Milestone 1 taskforce

From crowdresearch
Jump to: navigation, search

Experience the life of a Worker on Mechanical Turk

We experienced being a worker in three different platforms: AMT (in its Sandbox version), CrowdFlower and Clickworker. AMT and Clickworker are both microtask labor markteplaces, in which crowd workers register to accomplish simple tasks and in return receive a small amount of money. CrowdFlower is a microtask crowdsourcing platform, which acts as intermediary between requesters and marketplaces. CrowdFlower tasks are published in different marketplaces, including for example Clickworker. We list for each of these platforms the positive and negative aspects that we identified.

Amazon Mechanical Turk - Sandbox

Positive aspects

  • It is easy to navigate through the tasks.
  • They provide clear instructions.
  • Workers have clear information about their progress within the task.

Negative aspects

  • As a sandbox worker, we did not get paid.


Positive aspects

  • Monetary rewards are attained on task completion.
  • Tasks without pre-screening/expertise requirements are available.
  • By moving up the levels, workers get access to more tasks. Additionally, workers get information on their progress.

Negative aspects

  • Few tasks are available to work on as a new worker.
  • 3rd party channels have to be used to receive work and rewards.
  • Some tasks are highly time consuming and pay very less.
  • Tasks don’t always take the approximate amount of time that is stated (some take more time).
  • Tasks must be completed within a limit of time set by requesters (some people might feel annoyed by a tight time pressure).


Positive aspects

  • There is the possibility to win a referral bonus as a worker, if the worker manages to recruit some other workers. He/she can earn 5.00 EUR once the invited person earns 10.00 EUR.
  • Workers can specify their interests on different topics and specify whether they are their hobbies or know-how. Workers may specify their profession, provide a work example, and give information about their skills and the languages they speak.

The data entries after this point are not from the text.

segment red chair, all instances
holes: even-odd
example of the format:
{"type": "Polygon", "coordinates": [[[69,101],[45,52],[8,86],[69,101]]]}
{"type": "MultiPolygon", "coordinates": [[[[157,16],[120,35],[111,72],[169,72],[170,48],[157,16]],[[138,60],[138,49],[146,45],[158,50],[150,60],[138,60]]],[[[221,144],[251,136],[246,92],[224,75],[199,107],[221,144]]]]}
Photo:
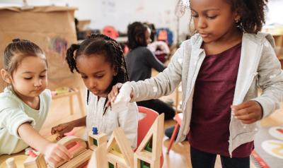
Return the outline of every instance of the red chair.
{"type": "Polygon", "coordinates": [[[167,148],[167,153],[169,153],[170,150],[171,149],[171,146],[173,142],[174,142],[174,139],[177,136],[178,128],[179,128],[180,126],[181,125],[183,119],[183,113],[178,113],[174,116],[174,120],[177,121],[176,125],[175,125],[174,131],[173,131],[171,138],[170,139],[168,147],[167,148]]]}
{"type": "MultiPolygon", "coordinates": [[[[144,117],[139,120],[138,126],[137,126],[137,148],[139,146],[139,144],[144,139],[144,138],[146,136],[147,132],[149,128],[151,127],[152,124],[154,123],[155,119],[158,116],[159,114],[156,111],[144,107],[138,107],[139,112],[146,114],[144,117]]],[[[160,166],[162,167],[163,164],[163,155],[161,152],[161,156],[160,157],[160,166]]]]}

The goal of filling in such profile is to get a personalized list of available tasks.

Negative aspects

  • The presentation (UI) of available jobs is poor. The worker can only see 3 jobs at once. This gives the impression that it is not a crowded marketplace.
  • For a worker who is usually working at AMT or CrowdFlower, it is not completely clear whether the reward shown for a task is for the complete batch of tasks or for an individual microtask.
  • Workers are not allowed to modify some information about native languages that is provided by default.
  • The list of skills to select from are only related to typewriting and translation - this is very limited.
  • After selecting the skills and other parts of the profile, we could not work on any task (i.e. no task was displayed as available).

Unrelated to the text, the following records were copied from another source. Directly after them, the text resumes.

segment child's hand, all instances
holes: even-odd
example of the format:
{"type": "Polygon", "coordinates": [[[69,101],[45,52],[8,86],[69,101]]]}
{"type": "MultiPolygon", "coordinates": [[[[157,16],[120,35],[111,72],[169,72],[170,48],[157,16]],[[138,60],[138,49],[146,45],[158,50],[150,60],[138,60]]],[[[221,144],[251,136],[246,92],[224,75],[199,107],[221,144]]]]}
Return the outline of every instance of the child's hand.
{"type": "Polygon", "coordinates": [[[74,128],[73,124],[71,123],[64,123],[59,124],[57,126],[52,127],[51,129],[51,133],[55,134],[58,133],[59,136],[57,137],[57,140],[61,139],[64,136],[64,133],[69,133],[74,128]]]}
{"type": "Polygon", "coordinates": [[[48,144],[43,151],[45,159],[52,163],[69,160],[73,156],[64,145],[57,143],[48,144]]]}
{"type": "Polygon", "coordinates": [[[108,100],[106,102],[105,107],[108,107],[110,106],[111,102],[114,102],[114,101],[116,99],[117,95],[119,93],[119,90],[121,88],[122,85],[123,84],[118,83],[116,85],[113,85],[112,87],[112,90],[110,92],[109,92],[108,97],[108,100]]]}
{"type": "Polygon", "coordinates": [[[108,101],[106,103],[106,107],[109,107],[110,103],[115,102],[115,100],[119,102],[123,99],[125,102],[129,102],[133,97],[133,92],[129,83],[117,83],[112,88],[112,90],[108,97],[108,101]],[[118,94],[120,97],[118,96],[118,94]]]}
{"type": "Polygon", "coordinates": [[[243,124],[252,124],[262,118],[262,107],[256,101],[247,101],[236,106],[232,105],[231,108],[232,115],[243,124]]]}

Experience the life of a Requester on Mechanical Turk

We experienced being a requester in CrowdFlower. We list the positive and negative aspects that we identified and provide the CSV file [1] for a published job in CrowdFlower. Due to privacy issues, we decided to remove the information about the workers who contributed to the microtasks.


Positive aspects

  • CrowdFlower offers the possibility to create jobs using templates for common types of tasks such as sentiment analysis, surveys, search relevance assessment and content categorization.
  • Test questions (aka gold units) can be created to 1) instruct workers on how they should accomplish the task and 2) measure the accuracy of workers. Test questions are created as example cases of the microtasks - the answer is provided by the requester. Moreover, test questions have an open-end text field in which crowd workers give feedback to requesters. Based on this feedback, requesters may update the answer of the test questions and workers are paid retroactively.
  • Requesters may adjust many parameters of their microtasks (e.g. number of units per page, number of assignments and workers per unit etc.).
  • CrowdFlower publishes the microtasks using a large set of channels (i.e. marketplaces).
  • It is possible to select language crowds (German-/ French-speaking crowds). However CrowdFlower does not show openly how this is assessed.
  • Requesters have the option to decide for high quality workforce (level 3) or high speed workforce (level 1).
  • CrowdFlower is providing more and more tips on how to design microtasks (via their Web site, in dialogs). Their API and requester UI documentation has also increased considerably in the last 1,5 years. Several success stories have been published as blog posts.
  • There is a CrowdFlower community on Twitter. CrowdFlower tries to motivate people and make them feel well (e.g. they ran the so-called postcard challenge).
  • The platform offers several aggregation modes.
  • The results are provided in different reports which may be downloaded as CSV files (all responses, aggregated responses, contributors..).
  • It is possible to set webhooks and notifications (even though in the previous versions of the free platform they had more notification features than the current ones).
  • Even if they changed their billing system, they still provide access to a free version of the platform for academic researchers. And they also support the GitHub student developer pack.
  • It is possible to organize jobs in projects, and provide team-based access.
  • They provide an open data library (“Data for everyone”) to let other people reuse the crowdsourced data.

Negative aspects

  • CrowdFlower does not support AMT anymore.
  • Microtasks are designed using CML - their own markup language (which is easy to learn, but is not standard).
  • With their new billing system, the requester is given an estimate in the microtask cost. However, this price may increase while the microtasks are running (e.g. when receiving many untrusted contributions due to an error in the design of the microtasks).
  • There are some features of the jobs which may only be updated via the API (e.g. after_gold option).
  • It is not possible to contact the workers that worked for the microtasks.
  • It is not possible to connect two (or more) jobs within the platform.
  • The requester has low control on how the microtasks are distributed over the selected channels.
  • The integration with e.g. Javascript is sometimes not working perfectly.
  • The communication that requesters can have with contributors is very limited, unless the requester implements something in the UI of your microtask.
  • It is no longer possible to create your own qualification tests (i.e. containing things that are not test questions).
  • It is not possible to pay different rewards for different units.
  • It is not possible to implement task assignment within the platforms - it needs to be done at a microtask level.
  • Test questions have the double goal of testing accuracy and training. It is not possible to distinguish between these two purposes separately.
  • Worker-worker collaboration is very difficult to enable.
  • It is not possible to create test questions in a survey.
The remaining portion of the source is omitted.